Prioritisation is the ability to identify and arrange factors according to their relative importance to achieve healthy ageing. For some older people, a peaceful life is experienced by having their family members around, whereas for some other people, living in their own home could be their priority to give them peace of mind.
Transcendent acceptance is the description of an individual’s spiritual experience of acceptance that supports and provides them with the strength to adapt and accept their biological or environmental changes. This highest level of acceptance is known as “redha” in Malay. It simply means a sense of acceptance of any event, wholeheartedly and to feel at peace with it.
Looking at the many perspectives of healthy ageing above, which one suits you?
Each of us experiences ageing differently. Let us appreciate our differences and celebrate our similarities. Happy and healthy ageing to all!
Baltes, P. B., & Baltes, M. M. (1990). Psychological perspectives on successful ageing: The model of selective optimization with compensation. In P. B. Baltes & M. M. Baltes (Eds.), Successful ageing: perspectives from the behavioural sciences (pp. 1-34). Cambridge: University of Cambridge.
Bowling, A., & Dieppe, P. (2005). What is successful ageing and who should define it? British Medical Journal, 331, 1548-51.

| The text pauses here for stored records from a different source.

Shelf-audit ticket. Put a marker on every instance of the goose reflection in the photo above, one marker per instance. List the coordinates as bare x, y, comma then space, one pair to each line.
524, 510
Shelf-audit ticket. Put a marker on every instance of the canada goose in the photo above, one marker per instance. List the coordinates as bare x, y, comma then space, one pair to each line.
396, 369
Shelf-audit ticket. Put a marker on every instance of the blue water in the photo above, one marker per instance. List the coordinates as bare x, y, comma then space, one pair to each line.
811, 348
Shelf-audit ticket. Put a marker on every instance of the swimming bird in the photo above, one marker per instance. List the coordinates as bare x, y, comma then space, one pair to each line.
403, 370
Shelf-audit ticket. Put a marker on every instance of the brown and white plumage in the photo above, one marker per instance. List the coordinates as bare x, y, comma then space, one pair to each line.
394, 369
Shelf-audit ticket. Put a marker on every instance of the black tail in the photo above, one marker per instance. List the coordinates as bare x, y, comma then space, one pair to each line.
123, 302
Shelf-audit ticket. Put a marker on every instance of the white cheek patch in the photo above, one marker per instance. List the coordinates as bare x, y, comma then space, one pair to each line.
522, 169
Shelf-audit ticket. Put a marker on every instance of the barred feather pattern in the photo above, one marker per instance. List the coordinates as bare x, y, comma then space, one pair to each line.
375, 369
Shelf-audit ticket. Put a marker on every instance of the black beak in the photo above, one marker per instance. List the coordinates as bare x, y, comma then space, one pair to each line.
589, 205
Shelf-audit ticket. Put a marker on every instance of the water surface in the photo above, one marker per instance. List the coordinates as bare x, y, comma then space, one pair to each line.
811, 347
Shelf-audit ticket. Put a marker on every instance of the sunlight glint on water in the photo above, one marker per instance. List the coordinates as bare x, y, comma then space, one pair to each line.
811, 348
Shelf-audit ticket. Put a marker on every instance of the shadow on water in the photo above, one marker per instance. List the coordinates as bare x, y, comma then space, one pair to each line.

Chong, A. M., Ng, S., Woo, J., & Kwan, A. Y. (2006). Positive ageing: the views of middle-aged and older adults in Hong Kong. Ageing and Society, 26, 243-65.

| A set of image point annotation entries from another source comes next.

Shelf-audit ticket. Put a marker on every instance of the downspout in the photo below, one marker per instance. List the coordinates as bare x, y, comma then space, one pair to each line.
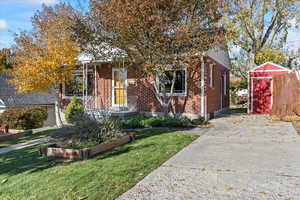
249, 96
203, 114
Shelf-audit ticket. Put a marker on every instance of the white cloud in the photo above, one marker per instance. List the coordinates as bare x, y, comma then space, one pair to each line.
3, 24
47, 2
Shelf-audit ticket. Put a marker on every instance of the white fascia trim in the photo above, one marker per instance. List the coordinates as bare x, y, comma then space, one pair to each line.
262, 77
271, 70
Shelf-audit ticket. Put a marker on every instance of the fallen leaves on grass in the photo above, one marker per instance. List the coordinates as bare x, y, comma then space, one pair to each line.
4, 181
227, 188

Ng, T. P. (2009). Determinants of successful ageing using a multidimensional definition among Chinese elderly in Singapore. The American Journal of Geriatric Psychiatry, 17(5), 407-16.
Rowe, J. W., & Kahn, R. L. (1997). Successful aging. The Gerontologist, 37(4), 433-40.
Tohit, N., Browning, C. J., & Radermacher, H. (2012). We want a peaceful life here and hereafter: Healthy ageing perspectives of older Malays in Malaysia. Ageing & Society, 32(3), 405 – 424.
Dr Noorlaili Mohd Tohit @ Mohd Tauhid is a senior lecturer at the Department of Family Medicine, UKMMC.